I have a good feeling about Beech Grove. I think it will settle down quickly and drivers will accept it; and this Spring and Summer, the bicycle traffic will grow.

Don't Expect Too Much

Beech Grove is a really good step forward, and provides a link from Otley Road into town. Lots of people live in the residential areas south of Otley Road, and can use Beech Grove as a bike route to the town centre.

Still, it's just one short road - a link, but not a network in itself. The lesson from Seville is to build a complete network quite quickly - then it works, people see that it works, and they support what you did.

I hope to see Harrogate's bike network take shape quite quickly too.

The Grumbles

Of course not everyone is happy about the changes on Beech Grove.

Some say the traffic will simply be displaced onto other routes. That may not happen: Rachel Aldred says that just as building more roads tends to generate more traffic, reducing space for motor traffic tends to reduce motor traffic.

There may be an element of traffic displacement, but if drivers starting from Victoria Avenue use Station Parade and York Place to get to Otley Road, so much the better. Keep through traffic on main roads, and reserve residential roads for the people who live there.
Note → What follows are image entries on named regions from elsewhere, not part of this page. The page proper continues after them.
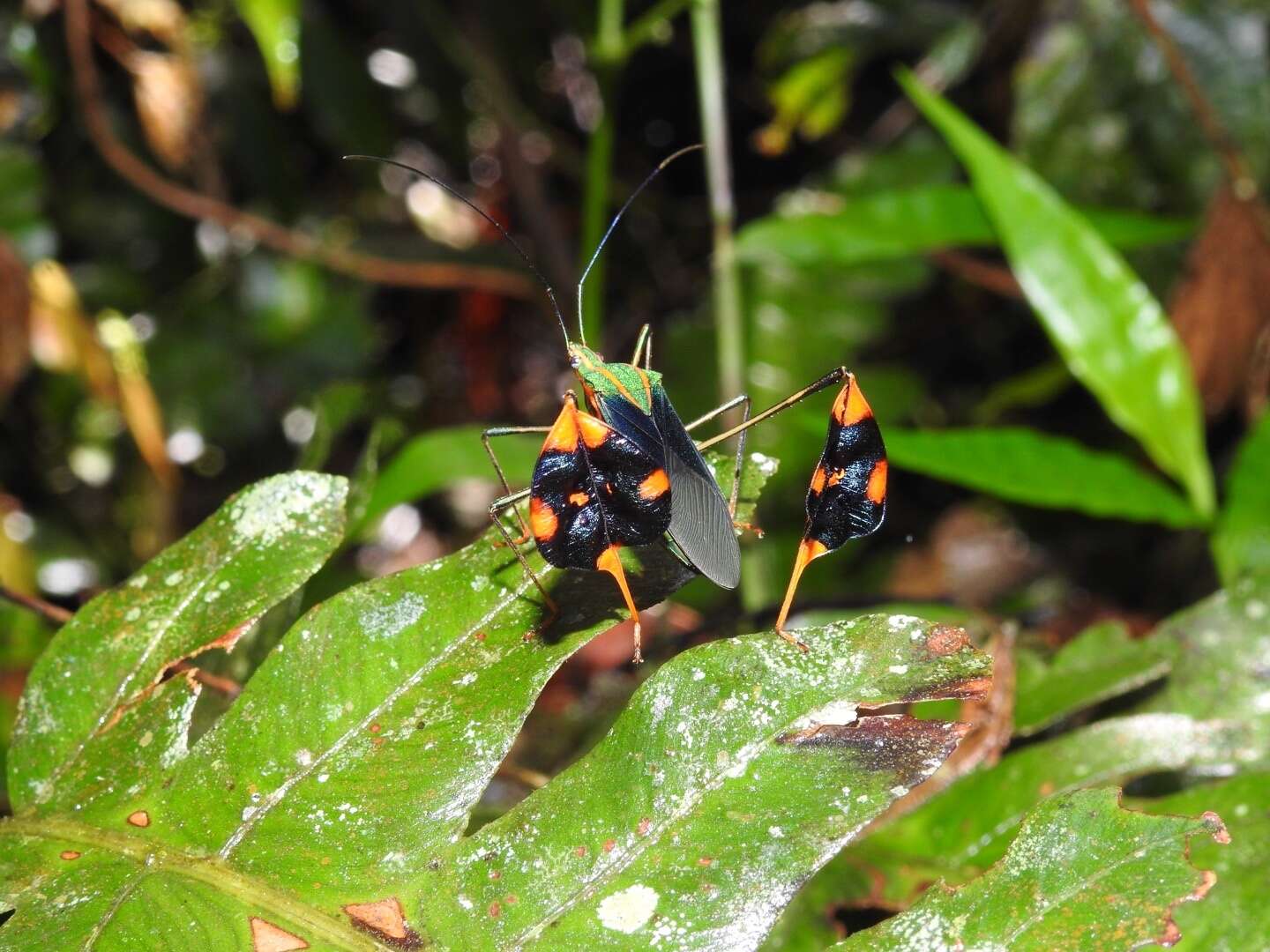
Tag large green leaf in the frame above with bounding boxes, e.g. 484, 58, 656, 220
9, 472, 347, 813
771, 573, 1270, 949
900, 72, 1214, 516
353, 427, 542, 533
0, 461, 988, 949
1212, 413, 1270, 585
1132, 773, 1270, 952
234, 0, 300, 109
886, 427, 1203, 528
834, 790, 1226, 952
1015, 622, 1172, 738
736, 185, 1195, 266
424, 615, 990, 949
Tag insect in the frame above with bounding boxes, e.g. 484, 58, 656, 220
776, 373, 886, 651
346, 145, 889, 663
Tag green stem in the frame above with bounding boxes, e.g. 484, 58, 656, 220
578, 0, 626, 348
692, 0, 757, 611
692, 0, 745, 413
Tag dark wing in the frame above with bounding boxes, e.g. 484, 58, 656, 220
804, 376, 886, 552
529, 400, 672, 569
650, 387, 741, 589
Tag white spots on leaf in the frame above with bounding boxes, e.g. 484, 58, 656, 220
595, 883, 661, 935
361, 591, 428, 638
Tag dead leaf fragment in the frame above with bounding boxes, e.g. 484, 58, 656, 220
1169, 188, 1270, 418
343, 896, 418, 941
249, 915, 309, 952
127, 49, 203, 171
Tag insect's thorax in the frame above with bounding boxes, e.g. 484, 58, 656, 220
569, 344, 661, 418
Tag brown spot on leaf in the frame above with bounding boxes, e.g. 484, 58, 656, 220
343, 896, 423, 948
926, 624, 970, 658
1200, 810, 1230, 846
248, 915, 309, 952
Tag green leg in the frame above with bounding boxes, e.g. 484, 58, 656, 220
480, 427, 551, 546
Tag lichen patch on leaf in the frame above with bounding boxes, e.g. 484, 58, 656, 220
595, 883, 661, 934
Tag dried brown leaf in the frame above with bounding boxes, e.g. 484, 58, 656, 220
1171, 188, 1270, 416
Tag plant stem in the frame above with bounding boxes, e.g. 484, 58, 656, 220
692, 0, 745, 416
578, 0, 626, 348
692, 0, 757, 611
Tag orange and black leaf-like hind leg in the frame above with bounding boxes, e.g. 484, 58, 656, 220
776, 373, 886, 650
529, 393, 670, 661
In any case, the 'traffic displacement' objection is a dead end. If you embrace that idea, the corollary is that you would never do anything to limit motor vehicles, and there would be no routes left only for those walking or on bikes.

The 'traffic displacement' argument is the first cousin of the failed 'build more roads to accommodate more traffic' point of view. The road-building policy we have followed for decades hasn't reduced congestion, and there is clear evidence that more road capacity induces more traffic.

The 'Place' Function of Roads

Cutting out through traffic on Beech Grove has the added benefit of improving the value of West Park Stray: now, the Stray will only have traffic streaming along two of the three sides of the triangle, so it will be that bit less noisy and polluted.

To take an extreme example, imagine having a picnic by the side of the M1. With all the noise and pollution, it would be horrible. The M1 is very useful for people to get where they are going by car, but as a place, it is awful.

The same applies, on a less grand scale, to other roads. The more traffic there is, the less pleasant places they become for those not in cars.

It follows that we should make conscious choices about our roads - which should be useful for people getting around by car, and which should be nice places.

Walking down Beech Grove yesterday evening, it was such a pleasant relief not to have cars bombing along the road. I feel hopeful that others will notice and agree.